The kid was looking at Bill openly now, his eyes shining and fascinated. 'You know about those voices, mister?'
'I heard them,' Bill said. 'A long, long time ago. Did you know any of the k-kids that have been murdered here, son?'
The shine went out of the kid's eyes; it was replaced by caution and disquiet. 'My dad says I'm not supposed to talk to strangers. He says anybody could be that killer.' He took an additional step away from Bill, moving into the dappled shade of an elm tree that Bill had once driven his bike into twenty-seven years ago. He had taken a spill and bent his handlebars.
'Not me, kid,' he said. 'I've been in England for the last four months. I just got into Derry yesterday.'
'I still don't have to talk to you,' the kid replied.
'That's right,' Bill agreed. 'It's a f-f-free country.'
He paused and then said, 'I used to pal around with Johnny Feury some of the time. He was a good kid. I cried,' the boy finished matter-of-factly, and slurped down the rest of his Freeze –Pop. As an afterthought he ran out his tongue, which was temporarily bright orange, and lapped off his arm.

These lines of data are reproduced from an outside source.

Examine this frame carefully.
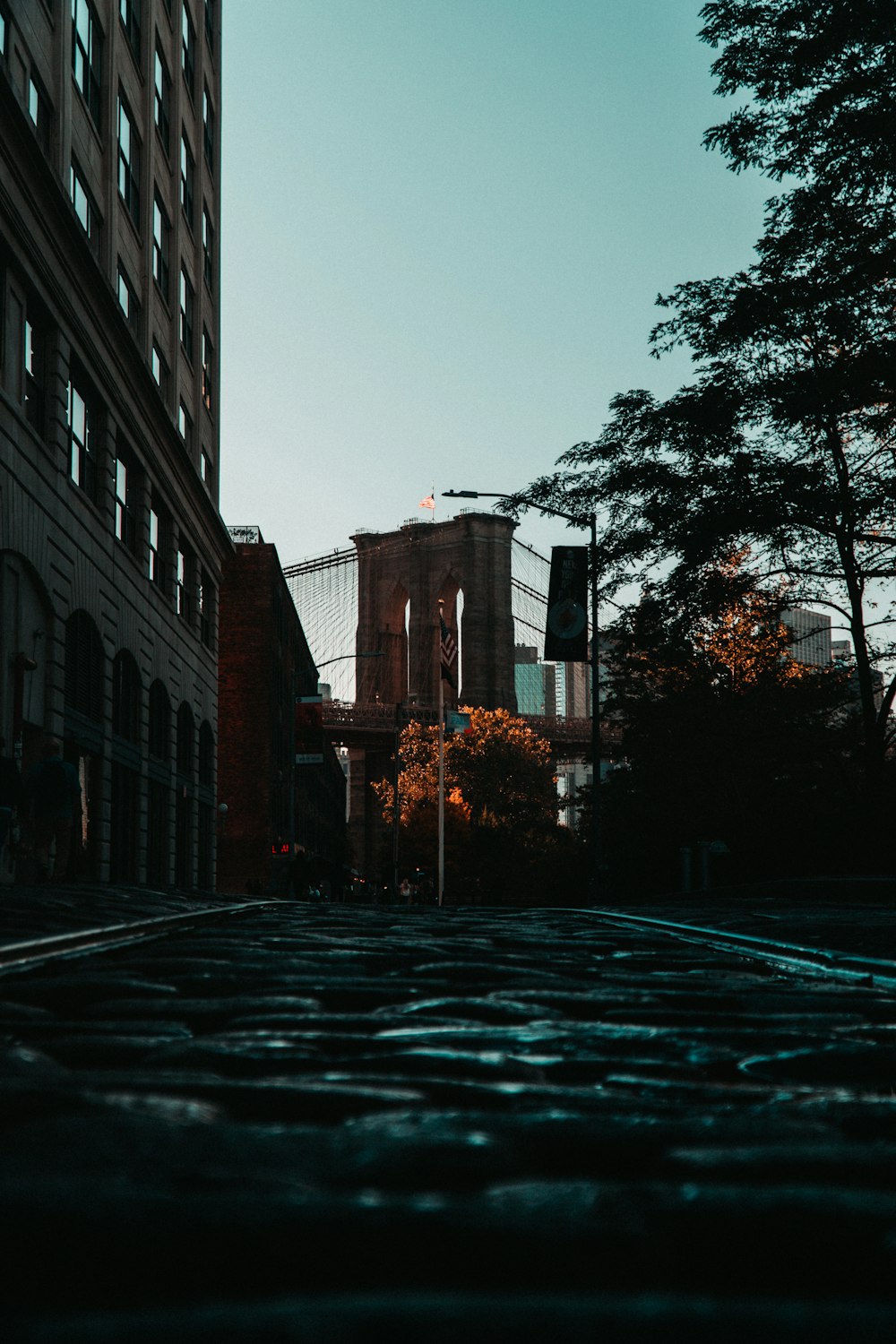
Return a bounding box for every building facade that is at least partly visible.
[218,527,345,894]
[0,0,231,889]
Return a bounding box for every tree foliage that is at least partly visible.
[603,556,857,886]
[374,709,584,903]
[374,709,557,836]
[517,0,896,784]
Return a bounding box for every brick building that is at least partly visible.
[218,527,345,892]
[0,0,231,889]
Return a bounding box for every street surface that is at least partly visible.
[0,892,896,1344]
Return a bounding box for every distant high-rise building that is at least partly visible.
[0,0,232,887]
[780,607,831,667]
[513,644,557,718]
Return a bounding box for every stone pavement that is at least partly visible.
[0,889,896,1344]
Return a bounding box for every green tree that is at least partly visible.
[603,556,858,889]
[374,709,579,902]
[519,0,896,788]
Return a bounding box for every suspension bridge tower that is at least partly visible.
[352,513,516,712]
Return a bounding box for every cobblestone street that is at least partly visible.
[0,892,896,1344]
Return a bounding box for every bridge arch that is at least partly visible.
[352,513,516,712]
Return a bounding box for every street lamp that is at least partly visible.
[442,491,600,900]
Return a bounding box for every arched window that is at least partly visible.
[111,650,142,744]
[65,612,105,723]
[177,702,196,774]
[199,720,215,788]
[149,682,170,761]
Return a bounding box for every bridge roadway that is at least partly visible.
[323,701,609,761]
[0,889,896,1344]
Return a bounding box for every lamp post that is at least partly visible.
[442,491,600,900]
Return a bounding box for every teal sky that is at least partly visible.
[220,0,772,564]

'Keep away from the sewers and drains,' Bill said quietly. 'Keep away from empty places and deserted places. Stay out of trainyards. But most of all, stay away from the sewers and the drains.'
The shine was back in the kid's eyes, and he said nothing for a very long time. Then: 'Mister? You want to hear something funny?'
'Sure.'
'You know that movie where the shark ate all the people up?'
'Everyone does. J-J– Jaws'
'Well, I got this friend, you know? His name's Tommy Vicananza, and he's not that bright. Toys in the attic, you get what I mean?'
'Yeah.'
'He thinks he saw that shark in the Canal. He was up there by himself in Bassey Park a couple of weeks ago, an d he said he seen this fin. He says it was eight or nine feet tall. Just the fin was that tall, you get me? He goes, "That's what killed Johnny and the other kids. It was Jaws, I know because I saw it." So I go, "That Canal's so polluted nothing could live in it, not even a minnow. And you think you saw Jaws in there. You got toys in the attic, Tommy." Tommy says it reared right out of the water like it did at the end of that movie and tried to bite him and he just got back in time. Pretty funny, huh, mister?'
'Pretty funny,' Bill agreed.
'Toys in the attic, right?'
Bill hesitated. 'Stay away from the Canal too, son. You follow?'
'You mean you believe it?'
Bill hesitated. He meant to shrug. Instead he nodded.
The kid let out his breath in a low, hissing rush. He hung his head as if ashamed. 'Yeah. Sometimes I think I must have toys in the attic.'
'I know what you mean.' Bill walked over to the kid, who glanced up at him solemnly but didn't shy away this time. 'You're killing your knees on that board, son.'
The kid glanced down at his scabby knees and grinned. 'Yeah, I guess so. I bail out sometimes.'
'Can I try it?' Bill asked suddenly.
The kid looked at him, gape-mouthed at first, then laughing. 'That'd be funny,' he said. 'I never saw a grownup on a skateboard.'
'I'll give you a quarter,' Bill said.